Né en la première année de notre siècle, le 1er juillet 1901, ce descendant d’un baron de Napoléon meurt le 24 février 1983, après avoir mené une triple carrière d’écrivain, d’homme d’État et d’historien. Passionné de littérature et de musique, mais hanté par la présence vivante de l’histoire, il aurait été sans nul doute un des augures de notre temps, sans un définitif « incident de parcours ».

Pourtant, de tous les personnages de ce qu’on nomme la Collaboration, cet ancien membre du gouvernement de Vichy, où il représentait, en compagnie de l’amiral Platon et de Paul Marion, la tendance la plus favorable à un accord total avec l’Allemagne, fut paradoxalement un de ceux dont la voix fut la moins étouffée à sa sortie de prison.

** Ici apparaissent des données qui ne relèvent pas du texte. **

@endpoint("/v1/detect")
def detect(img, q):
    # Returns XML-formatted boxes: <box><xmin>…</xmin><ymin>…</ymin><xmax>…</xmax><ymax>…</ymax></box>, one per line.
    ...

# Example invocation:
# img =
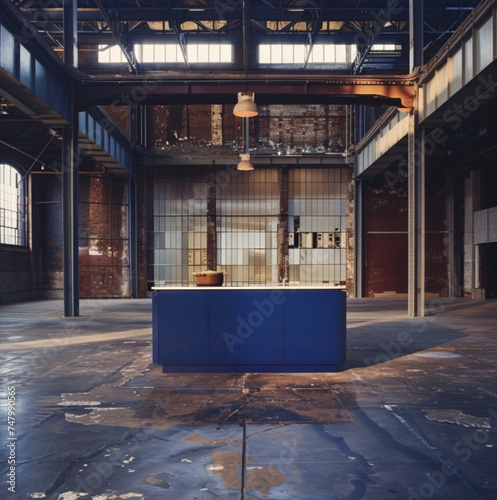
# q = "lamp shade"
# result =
<box><xmin>233</xmin><ymin>92</ymin><xmax>258</xmax><ymax>117</ymax></box>
<box><xmin>237</xmin><ymin>153</ymin><xmax>254</xmax><ymax>171</ymax></box>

Il le doit certes à son intelligence, à ses intuitions, à sa liberté d’esprit. Mais sa « survie » intellectuelle tient aussi au fait qu’il passe, à tort ou à raison, pour un des initiateurs de la « politique arabe » de la France. D’où des amitiés — et des inimitiés — qui n’ont jamais respecté le clivage mensonger droite/gauche.

Ce jeune homme de bonne famille, joli garçon, familier de Marcel Proust et encouragé par Romain Rolland, journaliste aux allures de diplomate, veut vivre au rythme fiévreux de son temps. Il se fait offrir un poignard d’arditi par le poète D’Annunzio et rêve comme lui de conjuguer le rêve et l’action.

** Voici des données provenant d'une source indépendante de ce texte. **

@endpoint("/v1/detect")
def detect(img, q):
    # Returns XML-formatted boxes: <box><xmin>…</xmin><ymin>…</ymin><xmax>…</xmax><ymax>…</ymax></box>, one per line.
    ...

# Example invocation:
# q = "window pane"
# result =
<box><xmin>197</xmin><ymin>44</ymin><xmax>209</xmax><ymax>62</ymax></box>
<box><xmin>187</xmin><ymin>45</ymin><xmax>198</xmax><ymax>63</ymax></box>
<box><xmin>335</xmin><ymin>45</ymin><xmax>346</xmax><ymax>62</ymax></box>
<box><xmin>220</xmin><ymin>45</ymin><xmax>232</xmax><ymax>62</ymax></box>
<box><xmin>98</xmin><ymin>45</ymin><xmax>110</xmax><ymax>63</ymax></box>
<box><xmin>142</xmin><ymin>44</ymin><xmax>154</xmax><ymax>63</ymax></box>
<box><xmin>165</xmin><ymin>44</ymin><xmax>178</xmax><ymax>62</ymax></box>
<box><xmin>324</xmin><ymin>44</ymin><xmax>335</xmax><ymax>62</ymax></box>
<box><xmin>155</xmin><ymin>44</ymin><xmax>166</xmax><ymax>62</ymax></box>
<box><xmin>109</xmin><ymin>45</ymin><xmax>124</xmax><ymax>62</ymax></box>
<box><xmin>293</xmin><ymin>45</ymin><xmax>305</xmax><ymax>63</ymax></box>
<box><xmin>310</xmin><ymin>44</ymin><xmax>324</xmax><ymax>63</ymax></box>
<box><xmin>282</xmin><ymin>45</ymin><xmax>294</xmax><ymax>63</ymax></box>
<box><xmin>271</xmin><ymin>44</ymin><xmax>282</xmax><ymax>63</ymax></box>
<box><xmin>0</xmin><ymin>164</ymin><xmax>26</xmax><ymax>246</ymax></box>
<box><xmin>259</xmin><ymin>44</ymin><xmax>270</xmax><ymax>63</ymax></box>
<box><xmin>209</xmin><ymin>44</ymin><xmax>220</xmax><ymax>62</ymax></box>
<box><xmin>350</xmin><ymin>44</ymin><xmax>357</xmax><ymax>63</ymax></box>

De son service militaire en occupation rhénane, de sa passion pour les guerriers et, il faut l’avouer d’une véritable fascination envers le mouvement national-socialiste et son Führer vont naître, à la veille de la guerre, les deux premiers volumes d’une Histoire de l’armée allemande qui le rendra célèbre. Il s’y révèle un maître d’analyse et de style, dont l’écriture apparaît comme possédée d’une véritable magie romantique qui parvient à gommer pas mal d’erreurs de détail. Benoist-Méchin est sans nul doute le contraire d’un universitaire pointilleux. C’est un poète et même un visionnaire, maniant comme nul autre le lyrisme et la lucidité.

Après la défaite, il livre dans La Moisson de quarante, ses réflexions d’ancien prisonnier de guerre, gagné depuis toujours à l’idée d’un accord profond entre la France et le Reich. Il ne cache certes pas son approbation de la rencontre Pétain-Hitler à Montoire. La réputation qui est la sienne outre-Rhin, où on le considère comme un ami exigeant mais sincère, conduit le Maréchal à le charger du secrétariat d’État aux rapports franco-allemands, de février 1941 à septembre 1942. Sur cette période dramatique, il écrira un livre capital : De la défaite au désastre, le désastre en question étant, pour lui, l’échec de la politique de collaboration.

Retiré du gouvernement, il n’en conserve pas moins des relations personnelles avec l’ambassadeur Otto Abetz et ses amitiés fort compromettantes, notamment avec Drieu et Céline, dont il partage les vues pessimistes, sans songer cependant à quitter le camp des futurs vaincus.

Condamné à mort et gracié — de justesse — en 1947, après soixante jours chaînes aux pieds, il est libéré en 1954. Il commence une sorte de « seconde carrière », sans pour autant renier ce qui a été la grande hantise de sa courte vie d’homme d’État.

Certes, il poursuit son Histoire de l’armée allemande, qui va comporter six tomes, mais s’arrêter, malheureusement, en 1939, et il publie les trois volumes de Soixante jours qui ébranlèrent l’Occident, sur la période du 10 mai au 10 juillet 1940, mais l’essentiel de son propos est désormais ailleurs.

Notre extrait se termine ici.